One of the reasons we go to the theatre, of course, is to have our lives reflected back to us: to see ourselves through other people's eyes. But nowadays our every waking (and sleeping) moment is seemingly being recorded -- sometimes by us, as we tweet or post Facebook status updates about them, but even more so in the vast swathes of 'metadata' being collected about us at every possible interaction. Even booking a ticket to see this play will enable ATG, who run the ticketing system for the Donmar Warehouse, to add to their file of information on you.
James Graham, who previously wrote the brilliant This House that went behind the scenes of the parliament between 1974 and 1979, has now constructed this utterly compelling theatrical account that goes behind-the-scenes of our internet age to reveal the extent of the privacy that we've both consciously and unwittingly surrendered in the process. The play simultaneously terrified and gripped me; it wrestles with weighty issues that matter -- and may come to define us as well as haunt us.
The internet collects and collates your past as never before. And you have no control over its reach whatsoever. I know about some of this first-hand, and of course so may you (the internet also allows us to search for and find this stuff when it leaks out, whether by malicious or innocent design). So no wonder that Privacy struck a huge personal resonance for me. But it matters to all of us.

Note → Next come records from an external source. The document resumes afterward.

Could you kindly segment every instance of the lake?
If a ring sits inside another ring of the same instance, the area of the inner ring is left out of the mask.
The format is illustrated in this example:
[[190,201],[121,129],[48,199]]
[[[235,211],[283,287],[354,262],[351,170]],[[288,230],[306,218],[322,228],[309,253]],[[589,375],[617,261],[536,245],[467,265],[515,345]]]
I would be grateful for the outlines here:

In the midst of a play that's amongst other things about the vast amounts of metadata being harvested about us -- and used as marketing tool and economic opportunity -- by everything from supermarket loyalty cards to Facebook, the playwright navigates a path through it partly by personalising it as his own story. His act of researching and writing this play is part of its story. The director Josie Rourke, who commissioned the play, is another character.
The result turns into a thriller about the internet age, centred of course around one of the most compelling spy dramas of all time - the spy turning out to be the state in the shape of the NSA in the US and Cheltenham's GCHQ whom Edward Snowden revealed are watching our every digital move. But do we have anything to worry about? "If you've nothing to hide, you've nothing to fear," foreign secretary William Hague famously declared. I wish we could be so sure.
But there are also other questions beyond security and our rights to privacy that are being breached. Our very sense of ourselves may be compromised, too, as we become merely the sum of the data being collected about us. It's a scary thought when the world knows -- or seems to know -- so much about us, intuiting our needs before we know what we actually want.
Graham's play is part verbatim drama -- drawn from some 60 interviews with politicians and journalists, digital specialists and academics -- and part interactive audience spectacle that draws us directly into its narrative and implicates us personally in it.
Just six exceptional actors flesh out an extraordinary parade of different characters, but we play ourselves, and that's the most affecting part of the evening. We all have a personal stake in this. The play may lose a bit of momentum towards the end, but that's partly just overload. It overwhelms us with so much information that it can be difficult to keep track of. It's a price worth paying for being challenged in this way; but is the price that the internet itself commands over our lives worth paying, too?
"The great surprise about Privacy is that despite its weighty subject matter Rourke’s production contrives to be consistently light on its feet, and is by turn funny, touching and downright scary."
Charles Spencer for The Telegraph
"It doesn't quite succeed. Graham has bitten off more than he can chew - or than we can digest."
Holly Williams for The Independent
"James Graham's new play under the direction of Josie Rourke is rich and adrenaline-fuelled but lacks a real intellectual tussle."
Michael Billington for The Guardian
"The impressive volume of research means that Privacy feels a little overstuffed. But this is a slick piece that sometimes shimmers with bravura and finds a vein of racy humour amid the Orwellian angst."